160 Rechte marschieren in Wetzlar

KUNDGEBUNG Rechtsextreme reisen per Bahn an / Polizei muss Antifa-Blockade auflösen

Melanie Dittmer: Sie stammt aus Nordrhein-Westfalen, wurde in der Organisation der Demo von der NPD unterstützt. (Foto: Wingender)

Sie stehen im Nieselregen in der Bahnhofstraße, umringt von Polizisten, die die Kundgebung absichern. Kurz vor 19 Uhr trifft eine große Gruppe von Rechten per Bahn in Wetzlar ein, die die Polizei im Raum Dortmund, dem Siegerland und dem Raum Herborn verortet.

Vor den Coloraden dröhnt laute Musik aus Boxen. Rundherum haben sich die Teilnehmer der Demo versammelt. Darunter sind auch Personen, die die Polizei der Neonazi-Szene zuordnet, außerdem ganz vorne NPD-Leute aus Mittelhessen. Melanie Dittmer, die der "Identitären"-Bewegung in Nordrhein-Westfalen angehört, ergreift als erste das Mikro, verliest die Auflagen, die Ordnungsamt und Polizei gemacht haben. Keiner solle sich von Gegendemonstranten oder Fotografen provozieren lassen. "Sonst gibt es genau die Bilder, die die haben wollen."

Sie kündigt Viktor Seibel als ersten Redner an, er gehört zu Pegida in Kassel, stellt sich als Russlanddeutscher vor. Er hat wie alle anderen Redner nur ein Thema: Flüchtlinge. Er spricht von einem "nationalen Notstand", Merkel sei nicht mehr in der Lage, für Ordnung zu sorgen. Er spricht von einer "Kasperpolitik", berichtet von Prognosen, denenzufolge im Jahr 2020 16 Millionen Flüchtlinge in Deutschland lebten. "Wie soll ein Flüchtling, der nicht mal unsere Sprache spricht, eine Bereicherung sein?"

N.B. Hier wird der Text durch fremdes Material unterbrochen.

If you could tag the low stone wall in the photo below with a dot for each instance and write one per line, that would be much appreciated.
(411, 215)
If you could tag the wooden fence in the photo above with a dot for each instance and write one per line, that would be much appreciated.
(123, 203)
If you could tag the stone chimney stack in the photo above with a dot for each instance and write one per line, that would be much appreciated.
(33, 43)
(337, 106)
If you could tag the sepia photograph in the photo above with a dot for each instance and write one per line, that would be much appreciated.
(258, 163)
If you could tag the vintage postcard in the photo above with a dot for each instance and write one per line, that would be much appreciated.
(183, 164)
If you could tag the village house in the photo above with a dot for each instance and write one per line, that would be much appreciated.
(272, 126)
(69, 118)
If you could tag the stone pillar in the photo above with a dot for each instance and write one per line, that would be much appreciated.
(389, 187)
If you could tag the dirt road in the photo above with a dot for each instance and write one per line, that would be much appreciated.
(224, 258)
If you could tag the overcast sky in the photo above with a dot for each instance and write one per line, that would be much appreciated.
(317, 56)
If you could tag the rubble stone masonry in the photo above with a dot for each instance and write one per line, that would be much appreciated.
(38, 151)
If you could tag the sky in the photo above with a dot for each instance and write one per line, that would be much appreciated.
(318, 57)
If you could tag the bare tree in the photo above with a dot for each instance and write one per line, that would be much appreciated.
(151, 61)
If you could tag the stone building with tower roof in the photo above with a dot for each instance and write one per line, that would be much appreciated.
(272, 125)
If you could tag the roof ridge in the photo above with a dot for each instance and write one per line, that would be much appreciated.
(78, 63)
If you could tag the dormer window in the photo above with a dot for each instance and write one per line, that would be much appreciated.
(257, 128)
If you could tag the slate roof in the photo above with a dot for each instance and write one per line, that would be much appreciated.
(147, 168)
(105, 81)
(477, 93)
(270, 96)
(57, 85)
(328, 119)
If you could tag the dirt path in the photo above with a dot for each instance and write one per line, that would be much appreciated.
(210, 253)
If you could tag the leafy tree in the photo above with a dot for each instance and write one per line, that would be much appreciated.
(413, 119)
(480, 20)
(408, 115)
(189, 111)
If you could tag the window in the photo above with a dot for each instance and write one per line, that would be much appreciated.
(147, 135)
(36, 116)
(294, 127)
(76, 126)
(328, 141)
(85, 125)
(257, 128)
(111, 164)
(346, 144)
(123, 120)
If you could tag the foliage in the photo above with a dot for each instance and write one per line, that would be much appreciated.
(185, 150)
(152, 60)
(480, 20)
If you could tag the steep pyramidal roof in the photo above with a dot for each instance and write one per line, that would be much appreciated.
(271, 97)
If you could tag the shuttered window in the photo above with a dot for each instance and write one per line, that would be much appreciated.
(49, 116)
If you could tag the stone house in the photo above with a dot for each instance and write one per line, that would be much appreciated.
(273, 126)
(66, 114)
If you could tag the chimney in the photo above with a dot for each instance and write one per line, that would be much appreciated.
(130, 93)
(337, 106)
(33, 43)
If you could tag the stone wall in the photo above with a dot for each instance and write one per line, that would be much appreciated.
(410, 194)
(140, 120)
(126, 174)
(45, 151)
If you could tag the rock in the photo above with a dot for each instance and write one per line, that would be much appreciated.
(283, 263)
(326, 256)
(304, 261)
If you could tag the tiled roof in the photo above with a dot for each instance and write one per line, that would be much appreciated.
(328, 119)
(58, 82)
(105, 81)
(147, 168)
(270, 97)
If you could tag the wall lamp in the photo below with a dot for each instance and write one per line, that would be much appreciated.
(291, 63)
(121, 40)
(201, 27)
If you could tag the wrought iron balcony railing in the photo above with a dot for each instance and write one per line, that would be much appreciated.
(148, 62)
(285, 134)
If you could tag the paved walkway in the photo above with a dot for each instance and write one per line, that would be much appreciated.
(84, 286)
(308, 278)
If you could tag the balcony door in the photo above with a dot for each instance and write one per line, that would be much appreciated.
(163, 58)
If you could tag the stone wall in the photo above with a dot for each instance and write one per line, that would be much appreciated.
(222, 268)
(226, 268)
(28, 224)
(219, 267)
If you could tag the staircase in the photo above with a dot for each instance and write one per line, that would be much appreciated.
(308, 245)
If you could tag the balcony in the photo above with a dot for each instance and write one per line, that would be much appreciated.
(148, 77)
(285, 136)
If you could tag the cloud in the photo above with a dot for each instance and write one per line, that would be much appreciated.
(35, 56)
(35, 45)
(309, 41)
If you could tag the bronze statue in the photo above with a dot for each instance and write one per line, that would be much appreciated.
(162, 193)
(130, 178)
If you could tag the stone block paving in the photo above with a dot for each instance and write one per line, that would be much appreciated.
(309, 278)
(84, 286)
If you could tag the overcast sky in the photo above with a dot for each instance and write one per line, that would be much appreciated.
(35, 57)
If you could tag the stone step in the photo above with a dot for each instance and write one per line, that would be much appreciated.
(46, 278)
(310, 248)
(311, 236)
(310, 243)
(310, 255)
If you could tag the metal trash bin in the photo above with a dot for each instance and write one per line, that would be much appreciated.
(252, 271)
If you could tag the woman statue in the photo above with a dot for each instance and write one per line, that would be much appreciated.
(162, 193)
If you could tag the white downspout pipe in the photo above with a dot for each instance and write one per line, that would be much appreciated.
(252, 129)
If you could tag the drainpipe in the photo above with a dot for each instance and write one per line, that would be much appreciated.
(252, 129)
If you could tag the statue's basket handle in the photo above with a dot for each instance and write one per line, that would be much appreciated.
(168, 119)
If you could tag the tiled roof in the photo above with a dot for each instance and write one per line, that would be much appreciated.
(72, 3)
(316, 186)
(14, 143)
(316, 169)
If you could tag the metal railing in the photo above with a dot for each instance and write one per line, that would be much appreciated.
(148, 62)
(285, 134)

Merkel solle vor ein "Volkstribunal"

"Heute Paris, morgen Berlin" steht auf einem Schild, am Auto der Organisatoren, es hat tschechische Kennzeichen, hat Dittmer eine französische Fahne befestigt. "Merkel muss weg", brüllen immer wieder Leute. Ein junger Mann schimpft auf Bereitschaftspolizisten, die am Rand stehen: "Und die werden mit unserem Steuergeld bezahlt!" Weitere Redner treten auf, über eine Stunde lang dauern die Ansprachen. Einer fordert, Merkel müsse vor ein "Volkstribunal". Erst nach 20 Uhr formiert sich die Gruppe zum Protestzug.

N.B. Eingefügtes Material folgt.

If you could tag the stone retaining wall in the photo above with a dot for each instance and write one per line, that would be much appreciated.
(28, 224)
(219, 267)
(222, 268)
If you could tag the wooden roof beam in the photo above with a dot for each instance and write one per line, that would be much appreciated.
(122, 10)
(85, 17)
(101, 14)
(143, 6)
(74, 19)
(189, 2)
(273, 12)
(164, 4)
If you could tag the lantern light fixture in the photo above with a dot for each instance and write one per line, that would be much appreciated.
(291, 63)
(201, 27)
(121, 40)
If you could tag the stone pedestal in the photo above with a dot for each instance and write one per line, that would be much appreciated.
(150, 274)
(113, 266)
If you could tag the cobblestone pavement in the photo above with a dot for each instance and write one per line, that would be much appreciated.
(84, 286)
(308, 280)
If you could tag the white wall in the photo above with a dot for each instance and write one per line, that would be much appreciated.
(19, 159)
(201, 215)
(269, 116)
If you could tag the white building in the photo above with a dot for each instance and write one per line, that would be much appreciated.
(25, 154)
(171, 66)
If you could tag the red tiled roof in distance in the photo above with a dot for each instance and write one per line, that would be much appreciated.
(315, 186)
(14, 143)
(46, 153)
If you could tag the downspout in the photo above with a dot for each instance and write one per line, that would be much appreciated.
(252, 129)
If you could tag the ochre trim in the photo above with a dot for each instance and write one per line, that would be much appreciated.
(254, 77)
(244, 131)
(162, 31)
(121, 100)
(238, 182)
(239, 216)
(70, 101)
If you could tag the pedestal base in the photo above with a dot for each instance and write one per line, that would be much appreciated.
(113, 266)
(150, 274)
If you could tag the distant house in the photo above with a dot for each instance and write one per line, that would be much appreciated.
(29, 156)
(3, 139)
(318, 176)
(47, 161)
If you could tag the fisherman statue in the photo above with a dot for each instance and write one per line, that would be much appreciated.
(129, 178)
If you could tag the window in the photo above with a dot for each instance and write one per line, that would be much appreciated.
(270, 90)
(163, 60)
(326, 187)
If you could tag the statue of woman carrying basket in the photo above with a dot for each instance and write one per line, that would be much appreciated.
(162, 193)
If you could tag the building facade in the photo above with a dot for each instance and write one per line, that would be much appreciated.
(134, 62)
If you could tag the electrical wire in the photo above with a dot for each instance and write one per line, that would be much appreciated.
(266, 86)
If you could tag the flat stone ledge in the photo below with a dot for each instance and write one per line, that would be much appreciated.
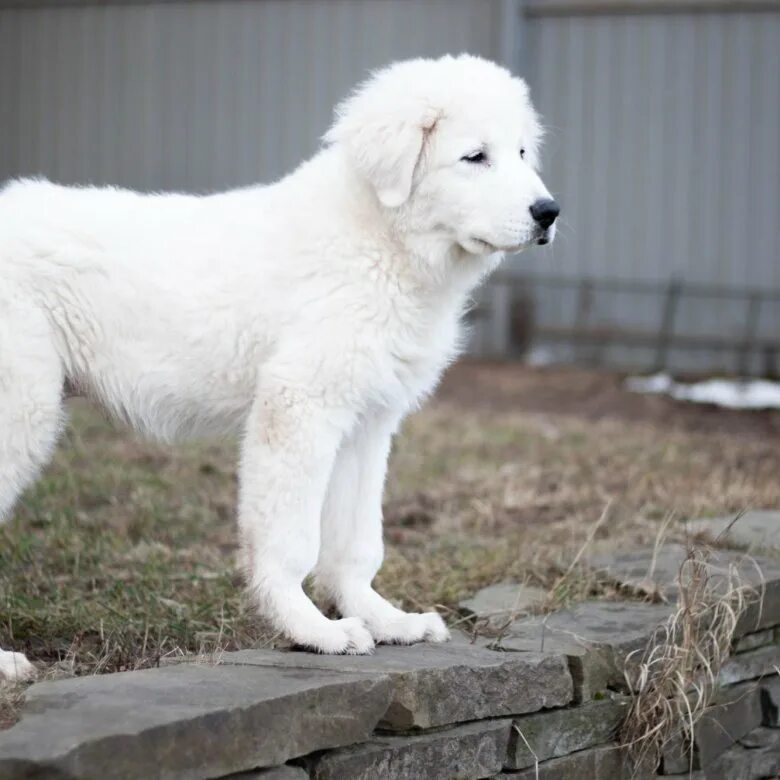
(286, 772)
(755, 757)
(738, 712)
(439, 685)
(558, 733)
(595, 636)
(751, 665)
(608, 762)
(755, 640)
(770, 700)
(187, 721)
(470, 750)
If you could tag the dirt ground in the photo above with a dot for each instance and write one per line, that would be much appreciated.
(125, 551)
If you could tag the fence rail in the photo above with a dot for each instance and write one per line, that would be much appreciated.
(582, 326)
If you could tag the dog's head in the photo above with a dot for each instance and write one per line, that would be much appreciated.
(451, 145)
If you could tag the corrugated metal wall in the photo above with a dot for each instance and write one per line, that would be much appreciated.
(201, 95)
(663, 142)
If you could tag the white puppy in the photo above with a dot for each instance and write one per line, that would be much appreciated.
(309, 316)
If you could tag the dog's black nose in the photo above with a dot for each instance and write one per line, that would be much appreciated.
(545, 212)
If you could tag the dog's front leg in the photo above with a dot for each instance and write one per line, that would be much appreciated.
(351, 550)
(289, 449)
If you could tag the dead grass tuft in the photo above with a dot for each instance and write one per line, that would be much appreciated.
(677, 675)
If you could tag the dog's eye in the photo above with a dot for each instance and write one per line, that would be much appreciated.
(476, 157)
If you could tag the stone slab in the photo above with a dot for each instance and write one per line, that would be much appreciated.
(286, 772)
(471, 750)
(755, 530)
(770, 700)
(738, 712)
(595, 636)
(755, 640)
(608, 762)
(756, 757)
(504, 602)
(438, 685)
(556, 733)
(187, 721)
(763, 662)
(648, 569)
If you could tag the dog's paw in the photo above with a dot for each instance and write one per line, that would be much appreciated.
(410, 627)
(339, 637)
(15, 667)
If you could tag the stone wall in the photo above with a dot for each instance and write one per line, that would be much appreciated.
(546, 703)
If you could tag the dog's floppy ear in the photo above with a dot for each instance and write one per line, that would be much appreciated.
(384, 136)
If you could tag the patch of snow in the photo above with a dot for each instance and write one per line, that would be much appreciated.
(726, 393)
(657, 383)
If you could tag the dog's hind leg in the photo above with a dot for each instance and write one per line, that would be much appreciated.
(31, 380)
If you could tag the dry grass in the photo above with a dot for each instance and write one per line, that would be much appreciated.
(124, 552)
(677, 676)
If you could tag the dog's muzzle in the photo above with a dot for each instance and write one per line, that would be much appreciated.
(544, 213)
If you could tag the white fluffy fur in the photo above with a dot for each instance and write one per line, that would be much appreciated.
(308, 316)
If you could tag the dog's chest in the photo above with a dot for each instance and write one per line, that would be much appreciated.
(416, 346)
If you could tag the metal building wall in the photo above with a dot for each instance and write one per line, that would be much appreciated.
(200, 95)
(664, 148)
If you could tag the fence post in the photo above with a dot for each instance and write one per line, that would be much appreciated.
(666, 328)
(749, 335)
(500, 319)
(582, 317)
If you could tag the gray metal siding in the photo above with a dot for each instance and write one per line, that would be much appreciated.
(201, 95)
(664, 149)
(663, 143)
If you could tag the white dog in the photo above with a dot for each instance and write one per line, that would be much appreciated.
(310, 316)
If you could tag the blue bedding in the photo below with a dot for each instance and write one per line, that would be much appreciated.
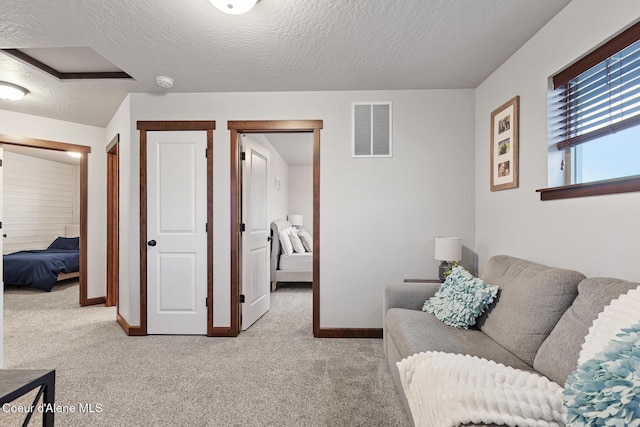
(39, 268)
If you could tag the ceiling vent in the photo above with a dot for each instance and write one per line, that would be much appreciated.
(371, 129)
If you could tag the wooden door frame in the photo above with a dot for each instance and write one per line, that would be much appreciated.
(113, 222)
(269, 126)
(84, 174)
(144, 127)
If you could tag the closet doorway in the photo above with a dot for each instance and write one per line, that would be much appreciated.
(83, 151)
(264, 127)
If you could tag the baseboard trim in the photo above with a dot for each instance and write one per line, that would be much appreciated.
(350, 333)
(132, 331)
(223, 331)
(93, 301)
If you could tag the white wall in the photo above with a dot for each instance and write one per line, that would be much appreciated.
(278, 199)
(301, 194)
(38, 196)
(378, 216)
(594, 235)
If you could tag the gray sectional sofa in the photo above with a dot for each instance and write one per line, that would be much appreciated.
(537, 322)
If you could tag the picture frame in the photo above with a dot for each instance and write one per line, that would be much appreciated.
(505, 145)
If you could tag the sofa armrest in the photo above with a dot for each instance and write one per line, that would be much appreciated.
(407, 295)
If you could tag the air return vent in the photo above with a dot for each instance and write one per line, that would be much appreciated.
(371, 129)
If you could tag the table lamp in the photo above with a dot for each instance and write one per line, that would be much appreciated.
(295, 220)
(447, 250)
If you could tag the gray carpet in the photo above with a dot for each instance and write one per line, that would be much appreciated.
(274, 374)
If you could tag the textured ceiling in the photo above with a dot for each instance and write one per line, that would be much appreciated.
(280, 45)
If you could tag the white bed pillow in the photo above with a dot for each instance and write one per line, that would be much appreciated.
(296, 242)
(285, 242)
(307, 240)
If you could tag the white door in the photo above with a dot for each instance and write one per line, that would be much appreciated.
(255, 246)
(176, 232)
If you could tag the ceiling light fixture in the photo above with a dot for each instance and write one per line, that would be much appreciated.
(164, 81)
(234, 7)
(12, 92)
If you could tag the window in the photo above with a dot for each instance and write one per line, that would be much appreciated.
(371, 129)
(594, 113)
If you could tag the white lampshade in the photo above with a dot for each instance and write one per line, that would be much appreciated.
(448, 248)
(234, 7)
(295, 220)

Wenige Meter weiter stehen auf dem Buderusplatz Polizisten einer Gruppe von Antifa-Leuten mit Transparenten gegenüber. Sie blockieren die Straße, wollen die Rechten nicht durchlassen. In der Brückenstraße stellen sich Hundeführer der Polizei auf, schließlich wird die Blockade aufgelöst.

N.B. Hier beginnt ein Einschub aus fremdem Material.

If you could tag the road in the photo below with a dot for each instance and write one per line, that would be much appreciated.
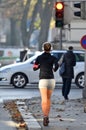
(7, 93)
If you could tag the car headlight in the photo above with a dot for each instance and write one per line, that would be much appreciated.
(5, 70)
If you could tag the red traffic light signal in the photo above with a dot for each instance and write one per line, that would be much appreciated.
(59, 14)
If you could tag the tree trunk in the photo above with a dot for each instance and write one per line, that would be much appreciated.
(45, 23)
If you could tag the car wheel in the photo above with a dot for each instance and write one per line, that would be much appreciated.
(19, 80)
(80, 80)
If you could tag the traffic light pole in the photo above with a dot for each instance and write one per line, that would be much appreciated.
(60, 42)
(84, 89)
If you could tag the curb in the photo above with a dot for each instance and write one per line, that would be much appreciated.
(29, 119)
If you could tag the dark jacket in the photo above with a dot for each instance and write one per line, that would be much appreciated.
(70, 62)
(47, 64)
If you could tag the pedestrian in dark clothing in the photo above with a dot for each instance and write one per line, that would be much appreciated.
(70, 61)
(47, 65)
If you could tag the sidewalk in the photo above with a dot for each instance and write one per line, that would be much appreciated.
(64, 115)
(67, 115)
(5, 120)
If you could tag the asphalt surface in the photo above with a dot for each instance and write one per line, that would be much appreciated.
(64, 115)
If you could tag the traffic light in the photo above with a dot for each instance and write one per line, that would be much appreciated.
(59, 14)
(78, 6)
(81, 9)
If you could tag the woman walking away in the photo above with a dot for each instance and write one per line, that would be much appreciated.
(47, 65)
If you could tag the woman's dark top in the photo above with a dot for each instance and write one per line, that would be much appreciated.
(47, 64)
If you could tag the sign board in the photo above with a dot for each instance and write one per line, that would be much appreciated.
(83, 42)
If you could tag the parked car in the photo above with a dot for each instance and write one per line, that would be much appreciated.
(20, 74)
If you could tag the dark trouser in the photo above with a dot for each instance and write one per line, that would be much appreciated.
(66, 87)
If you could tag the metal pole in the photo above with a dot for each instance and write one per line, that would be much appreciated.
(84, 89)
(60, 42)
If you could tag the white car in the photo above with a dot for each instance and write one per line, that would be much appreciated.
(20, 74)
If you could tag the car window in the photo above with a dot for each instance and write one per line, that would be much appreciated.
(57, 55)
(79, 57)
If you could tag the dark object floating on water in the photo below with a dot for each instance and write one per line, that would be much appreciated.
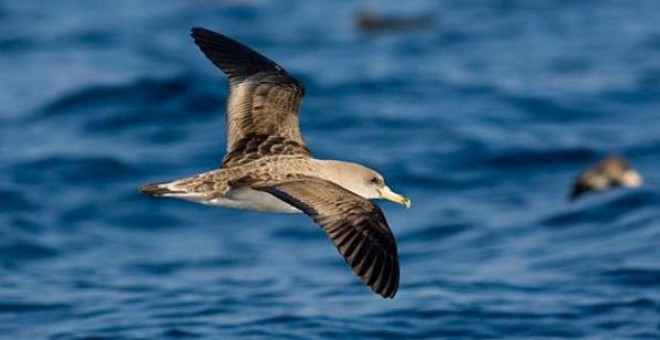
(268, 166)
(611, 172)
(370, 22)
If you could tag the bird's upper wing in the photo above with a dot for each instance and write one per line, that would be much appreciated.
(356, 226)
(263, 103)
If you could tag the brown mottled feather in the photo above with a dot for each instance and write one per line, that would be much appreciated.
(262, 108)
(355, 226)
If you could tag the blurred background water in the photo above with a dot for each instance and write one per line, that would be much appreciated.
(483, 120)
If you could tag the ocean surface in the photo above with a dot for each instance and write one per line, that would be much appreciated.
(483, 121)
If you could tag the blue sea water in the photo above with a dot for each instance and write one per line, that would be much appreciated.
(483, 121)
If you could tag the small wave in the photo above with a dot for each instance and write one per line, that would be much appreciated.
(22, 250)
(25, 307)
(635, 277)
(14, 201)
(623, 205)
(74, 169)
(136, 104)
(525, 157)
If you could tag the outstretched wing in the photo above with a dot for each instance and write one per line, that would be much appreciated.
(356, 226)
(262, 108)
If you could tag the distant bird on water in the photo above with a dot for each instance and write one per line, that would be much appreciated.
(268, 166)
(371, 22)
(611, 172)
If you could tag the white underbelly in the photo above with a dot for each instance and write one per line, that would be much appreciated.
(248, 199)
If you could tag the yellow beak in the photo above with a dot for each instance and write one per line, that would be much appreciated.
(387, 194)
(632, 178)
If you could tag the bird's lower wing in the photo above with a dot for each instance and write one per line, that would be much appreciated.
(356, 226)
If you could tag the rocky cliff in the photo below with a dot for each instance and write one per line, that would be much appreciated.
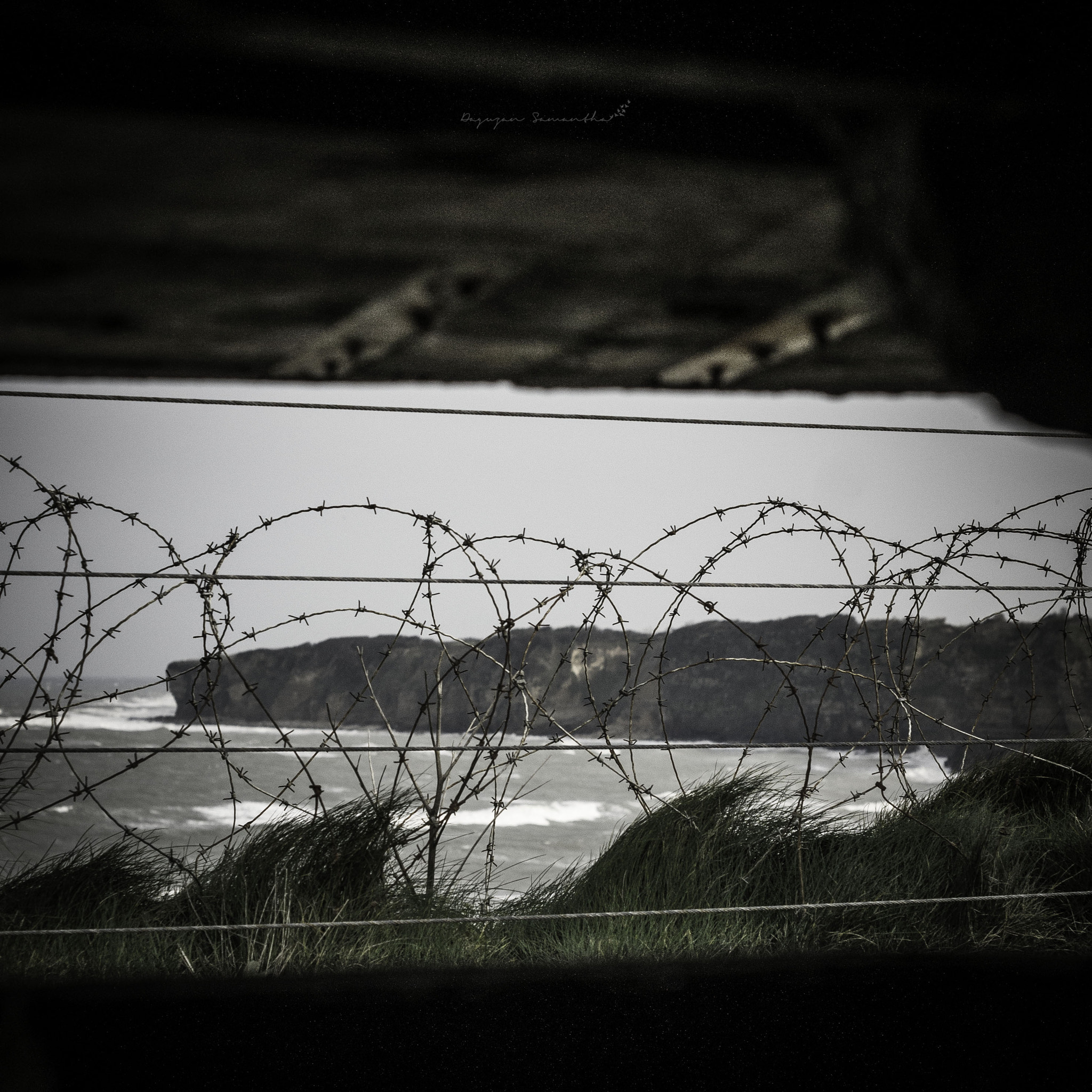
(709, 680)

Mit Fackeln zieht die Gruppe schließlich am späten Abend über Karl-Kellner-Ring und Langgasse in die Altstadt bis zum Eisenmarkt, über die Hausertorstraße zurück. Größere Zwischenfälle registrierte die Polizei bis zum Redaktionsschluss nicht. In der Nacht zum Samstag hatten Unbekannte am Hausertor einen Antifa-Slogan an die Wand gesprüht - an Melanie Dittmer gerichtet. (diw)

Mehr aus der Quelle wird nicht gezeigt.